Goal: Write a production-ready Kubernetes Deployment manifest with correctly configured liveness and readiness probes for the MeshFlow HTTP server.

Instructions:

  1. Understand the difference between the two probe types:

- Liveness probe: Kubernetes restarts the pod if this probe fails. Use it to detect deadlocks or fatal errors from which the application cannot recover. The probe should check whether the server process is alive and responding. - Readiness probe: Kubernetes stops sending traffic to the pod if this probe fails. Use it to signal that the pod is not yet ready to handle requests (e.g., still initializing the database connection). Traffic resumes when the probe passes again.

  1. Write a Kubernetes Deployment manifest for the MeshFlow server:
   apiVersion: apps/v1
   kind: Deployment
   metadata:
     name: meshflow-server
     namespace: production
     labels:
       app: meshflow
       version: "1.0.0"
   spec:
     replicas: 3
     selector:
       matchLabels:
         app: meshflow
     template:
       metadata:
         labels:
           app: meshflow
       spec:
         containers:
           - name: meshflow
             image: meshflow-server:1.0.0
             ports:
               - containerPort: 8080
             env:
               - name: ANTHROPIC_API_KEY
                 valueFrom:
                   secretKeyRef:
                     name: meshflow-secrets
                     key: anthropic-api-key
               - name: MESHFLOW_LEDGER_DB
                 value: "postgresql://$(DB_USER):$(DB_PASS)@postgres-svc:5432/meshflow_ledger"
               - name: OTEL_EXPORTER_OTLP_ENDPOINT
                 value: "http://otel-collector-svc:4318"
             resources:
               requests:
                 cpu: "500m"
                 memory: "512Mi"
               limits:
                 cpu: "2000m"
                 memory: "2Gi"
             livenessProbe:
               httpGet:
                 path: /health
                 port: 8080
               initialDelaySeconds: 15
               periodSeconds: 30
               failureThreshold: 3
               timeoutSeconds: 5
             readinessProbe:
               httpGet:
                 path: /health
                 port: 8080
               initialDelaySeconds: 5
               periodSeconds: 10
               failureThreshold: 3
               successThreshold: 1
               timeoutSeconds: 3
  1. Write a Kubernetes Service manifest to expose the deployment:
   apiVersion: v1
   kind: Service
   metadata:
     name: meshflow-svc
     namespace: production
   spec:
     selector:
       app: meshflow
     ports:
       - port: 80
         targetPort: 8080
         protocol: TCP
     type: ClusterIP
  1. Answer the following questions about your probe configuration:

- Why is initialDelaySeconds set to 15 for the liveness probe but only 5 for the readiness probe? - What does failureThreshold: 3 mean?

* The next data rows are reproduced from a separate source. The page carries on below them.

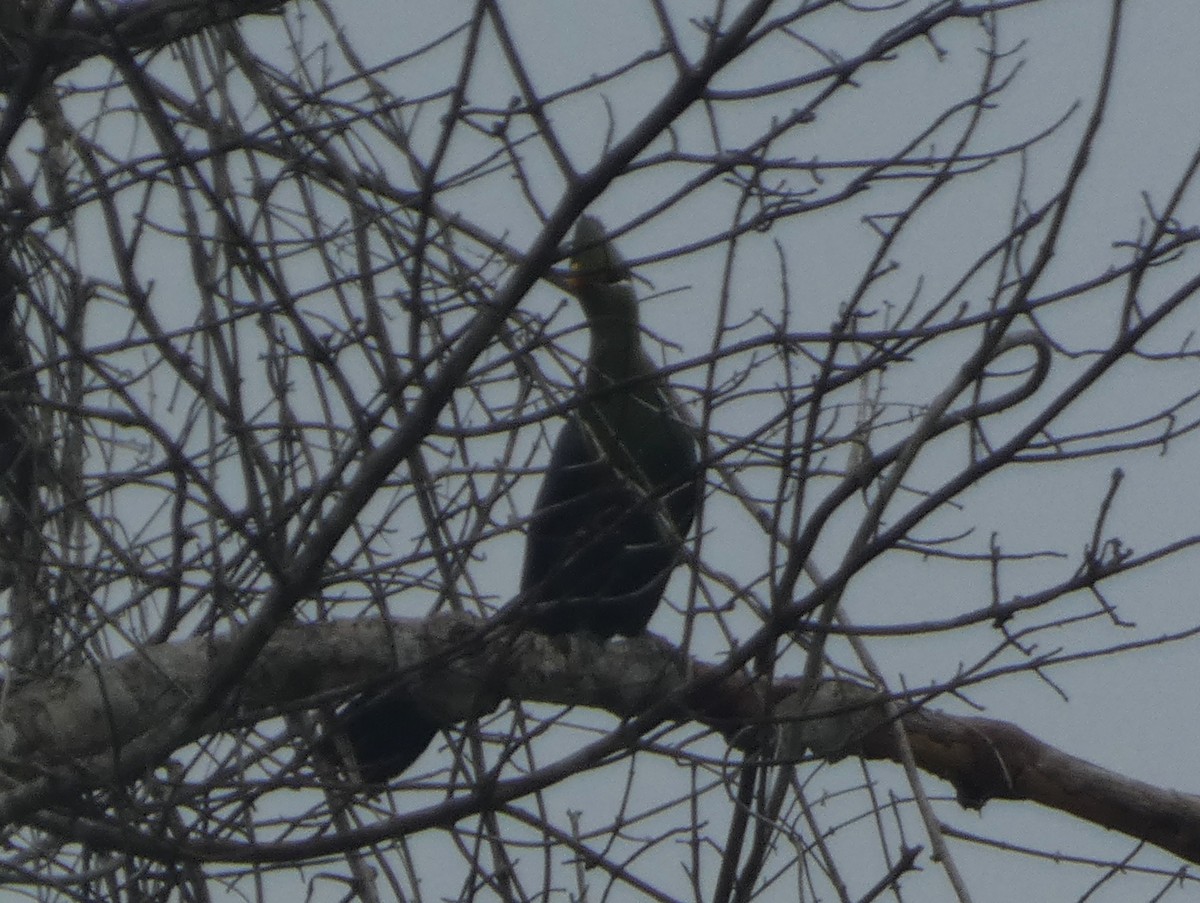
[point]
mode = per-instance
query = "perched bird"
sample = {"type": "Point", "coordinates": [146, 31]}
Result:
{"type": "Point", "coordinates": [609, 524]}
{"type": "Point", "coordinates": [623, 482]}
{"type": "Point", "coordinates": [385, 733]}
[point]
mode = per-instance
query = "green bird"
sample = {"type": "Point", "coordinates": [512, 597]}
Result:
{"type": "Point", "coordinates": [609, 524]}
{"type": "Point", "coordinates": [624, 479]}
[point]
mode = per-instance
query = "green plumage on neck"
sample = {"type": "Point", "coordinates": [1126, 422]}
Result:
{"type": "Point", "coordinates": [623, 483]}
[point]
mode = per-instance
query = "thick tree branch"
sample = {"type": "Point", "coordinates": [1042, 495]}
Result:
{"type": "Point", "coordinates": [133, 27]}
{"type": "Point", "coordinates": [461, 669]}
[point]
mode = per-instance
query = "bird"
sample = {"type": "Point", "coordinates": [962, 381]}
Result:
{"type": "Point", "coordinates": [384, 733]}
{"type": "Point", "coordinates": [609, 521]}
{"type": "Point", "coordinates": [623, 483]}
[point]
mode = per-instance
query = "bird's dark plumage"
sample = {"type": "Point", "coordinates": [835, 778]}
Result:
{"type": "Point", "coordinates": [385, 731]}
{"type": "Point", "coordinates": [623, 485]}
{"type": "Point", "coordinates": [607, 527]}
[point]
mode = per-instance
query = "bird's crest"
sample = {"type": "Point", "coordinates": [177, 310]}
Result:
{"type": "Point", "coordinates": [594, 258]}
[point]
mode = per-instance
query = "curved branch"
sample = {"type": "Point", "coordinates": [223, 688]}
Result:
{"type": "Point", "coordinates": [94, 711]}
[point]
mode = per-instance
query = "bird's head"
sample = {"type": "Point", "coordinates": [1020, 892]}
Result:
{"type": "Point", "coordinates": [600, 277]}
{"type": "Point", "coordinates": [594, 261]}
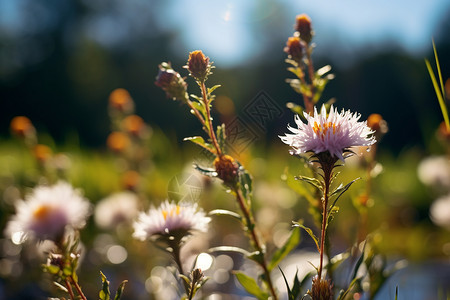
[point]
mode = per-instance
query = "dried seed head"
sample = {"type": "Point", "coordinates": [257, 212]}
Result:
{"type": "Point", "coordinates": [303, 27]}
{"type": "Point", "coordinates": [198, 65]}
{"type": "Point", "coordinates": [226, 168]}
{"type": "Point", "coordinates": [295, 48]}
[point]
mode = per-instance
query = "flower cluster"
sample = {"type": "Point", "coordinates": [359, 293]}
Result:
{"type": "Point", "coordinates": [47, 212]}
{"type": "Point", "coordinates": [333, 132]}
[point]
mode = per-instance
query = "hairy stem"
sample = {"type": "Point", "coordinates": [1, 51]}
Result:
{"type": "Point", "coordinates": [69, 289]}
{"type": "Point", "coordinates": [212, 135]}
{"type": "Point", "coordinates": [250, 222]}
{"type": "Point", "coordinates": [78, 288]}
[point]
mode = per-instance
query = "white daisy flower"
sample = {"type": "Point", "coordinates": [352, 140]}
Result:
{"type": "Point", "coordinates": [335, 133]}
{"type": "Point", "coordinates": [116, 208]}
{"type": "Point", "coordinates": [440, 211]}
{"type": "Point", "coordinates": [170, 218]}
{"type": "Point", "coordinates": [47, 212]}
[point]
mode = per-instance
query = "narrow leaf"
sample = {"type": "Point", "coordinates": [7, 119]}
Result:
{"type": "Point", "coordinates": [438, 66]}
{"type": "Point", "coordinates": [309, 231]}
{"type": "Point", "coordinates": [251, 286]}
{"type": "Point", "coordinates": [290, 296]}
{"type": "Point", "coordinates": [224, 212]}
{"type": "Point", "coordinates": [120, 290]}
{"type": "Point", "coordinates": [289, 245]}
{"type": "Point", "coordinates": [340, 190]}
{"type": "Point", "coordinates": [438, 95]}
{"type": "Point", "coordinates": [104, 292]}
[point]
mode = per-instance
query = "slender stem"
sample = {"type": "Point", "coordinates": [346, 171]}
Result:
{"type": "Point", "coordinates": [256, 243]}
{"type": "Point", "coordinates": [78, 288]}
{"type": "Point", "coordinates": [69, 289]}
{"type": "Point", "coordinates": [209, 120]}
{"type": "Point", "coordinates": [327, 177]}
{"type": "Point", "coordinates": [310, 72]}
{"type": "Point", "coordinates": [196, 113]}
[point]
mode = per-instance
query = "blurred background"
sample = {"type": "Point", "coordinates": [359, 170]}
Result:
{"type": "Point", "coordinates": [61, 60]}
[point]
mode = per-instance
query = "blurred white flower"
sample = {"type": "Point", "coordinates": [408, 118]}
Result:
{"type": "Point", "coordinates": [170, 219]}
{"type": "Point", "coordinates": [115, 209]}
{"type": "Point", "coordinates": [435, 171]}
{"type": "Point", "coordinates": [47, 212]}
{"type": "Point", "coordinates": [440, 211]}
{"type": "Point", "coordinates": [334, 133]}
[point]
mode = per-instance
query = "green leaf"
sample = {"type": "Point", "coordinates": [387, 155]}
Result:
{"type": "Point", "coordinates": [120, 290]}
{"type": "Point", "coordinates": [251, 286]}
{"type": "Point", "coordinates": [340, 190]}
{"type": "Point", "coordinates": [221, 137]}
{"type": "Point", "coordinates": [309, 231]}
{"type": "Point", "coordinates": [224, 212]}
{"type": "Point", "coordinates": [104, 292]}
{"type": "Point", "coordinates": [245, 184]}
{"type": "Point", "coordinates": [438, 94]}
{"type": "Point", "coordinates": [289, 245]}
{"type": "Point", "coordinates": [201, 142]}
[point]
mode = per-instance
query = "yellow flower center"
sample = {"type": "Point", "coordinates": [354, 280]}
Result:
{"type": "Point", "coordinates": [322, 130]}
{"type": "Point", "coordinates": [172, 212]}
{"type": "Point", "coordinates": [42, 212]}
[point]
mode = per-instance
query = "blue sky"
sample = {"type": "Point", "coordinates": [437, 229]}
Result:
{"type": "Point", "coordinates": [228, 30]}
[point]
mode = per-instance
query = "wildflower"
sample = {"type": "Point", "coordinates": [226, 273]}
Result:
{"type": "Point", "coordinates": [120, 99]}
{"type": "Point", "coordinates": [22, 126]}
{"type": "Point", "coordinates": [226, 168]}
{"type": "Point", "coordinates": [440, 211]}
{"type": "Point", "coordinates": [171, 82]}
{"type": "Point", "coordinates": [303, 27]}
{"type": "Point", "coordinates": [334, 133]}
{"type": "Point", "coordinates": [116, 209]}
{"type": "Point", "coordinates": [170, 219]}
{"type": "Point", "coordinates": [47, 212]}
{"type": "Point", "coordinates": [198, 65]}
{"type": "Point", "coordinates": [295, 48]}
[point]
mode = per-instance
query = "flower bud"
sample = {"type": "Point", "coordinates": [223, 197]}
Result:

How many consecutive failures occur before Kubernetes takes action? - If the MeshFlow server takes 20 seconds to start (connecting to PostgreSQL, loading the workflow definition, initializing the OTEL exporter), what would happen with the current initialDelaySeconds: 15 setting? How would you fix this? - Why is ANTHROPIC_API_KEY loaded from a Kubernetes Secret rather than set directly in the manifest's env field?

  1. Write the kubectl commands you would use to:

- Apply the manifests: kubectl apply -f deployment.yaml -f service.yaml - Check pod status: kubectl get pods -n production - Check probe events: kubectl describe pod <pod-name> -n production - View server logs: kubectl logs -n production deployment/meshflow-server --follow

Expected output: Complete Deployment and Service YAML manifests, written answers to all four probe configuration questions, and the five kubectl commands with their expected output formats.